A confirmação de casos entre médicos e enfermeiros levou à quarentena de mais de 100 pessoas e à adoção de medidas preventivas em aeroportos, semelhantes às aplicadas durante a pandemia de Covid-19.
Virus Nipah é transmitido de animais para humanos. Foto: Freepik
Um novo surto do vírus Nipah no estado de Bengala Ocidental, na Índia, acendeu o sinal de alerta das autoridades sanitárias locais e de países vizinhos. A confirmação de casos entre médicos e enfermeiros levou à quarentena de mais de 100 pessoas e à adoção de medidas preventivas em aeroportos, semelhantes às aplicadas durante a pandemia de Covid-19.
Apesar do cenário internacional, o Ministério da Saúde informou que o risco de o vírus chegar ao Brasil permanece baixo. Segundo a pasta, o episódio recente registrou apenas dois casos confirmados, ambos em profissionais de saúde, sem evidências de disseminação internacional ou ameaça à população brasileira.
Em nota oficial, o Ministério da Saúde afirmou que mantém vigilância permanente sobre agentes considerados altamente patogênicos. O trabalho ocorre em articulação com instituições de referência, como o Instituto Evandro Chagas e a Fundação Oswaldo Cruz (Fiocruz), além do acompanhamento conjunto com a Organização Pan-Americana da Saúde (Opas) e a Organização Mundial da Saúde (OMS).
A OMS também avaliou que o risco de propagação internacional do vírus é baixo e não recomendou restrições a viagens ou ao comércio com a Índia. Ainda assim, a entidade classifica o Nipah como vírus prioritário por seu potencial epidêmico.
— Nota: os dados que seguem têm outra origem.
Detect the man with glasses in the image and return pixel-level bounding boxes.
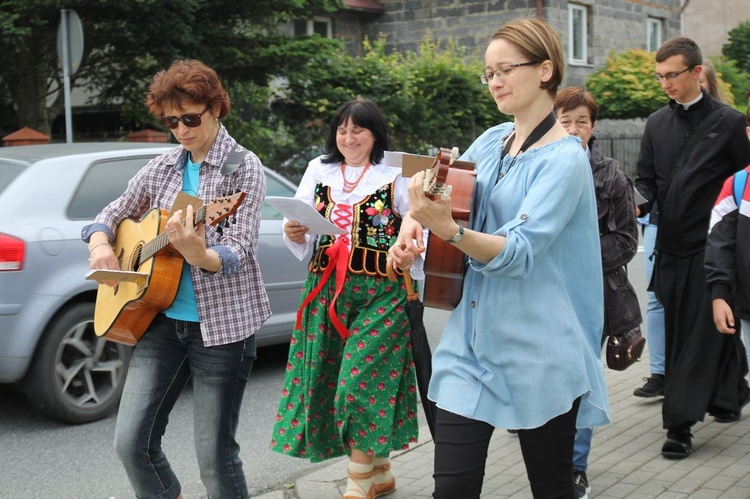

Identificado pela primeira vez em 1998, o vírus Nipah provoca surtos esporádicos e chama atenção pela alta taxa de letalidade, que pode chegar a 75%. Atualmente, não existe vacina nem tratamento específico contra a infecção.
O vírus circula principalmente entre morcegos do gênero Pteropus, que se alimentam de frutas. A transmissão ocorre por meio de alimentos contaminados, contato com animais infectados ou de pessoa para pessoa, especialmente em ambientes hospitalares.
Os primeiros sinais da infecção costumam incluir febre, dor de cabeça, dores musculares, vômitos e dor de garganta. Em alguns casos, surgem tontura, sonolência e alterações de consciência, indicando comprometimento neurológico.
A doença pode evoluir para pneumonia atípica, insuficiência respiratória e encefalite, que provoca inflamação no cérebro. Em situações mais graves, convulsões e coma podem se instalar em até 48 horas.
O período de incubação geralmente varia de quatro a 14 dias, mas há registros de sintomas surgindo até 45 dias após a infecção. O tratamento disponível baseia-se em cuidados intensivos de suporte, com foco na respiração e nas complicações neurológicas.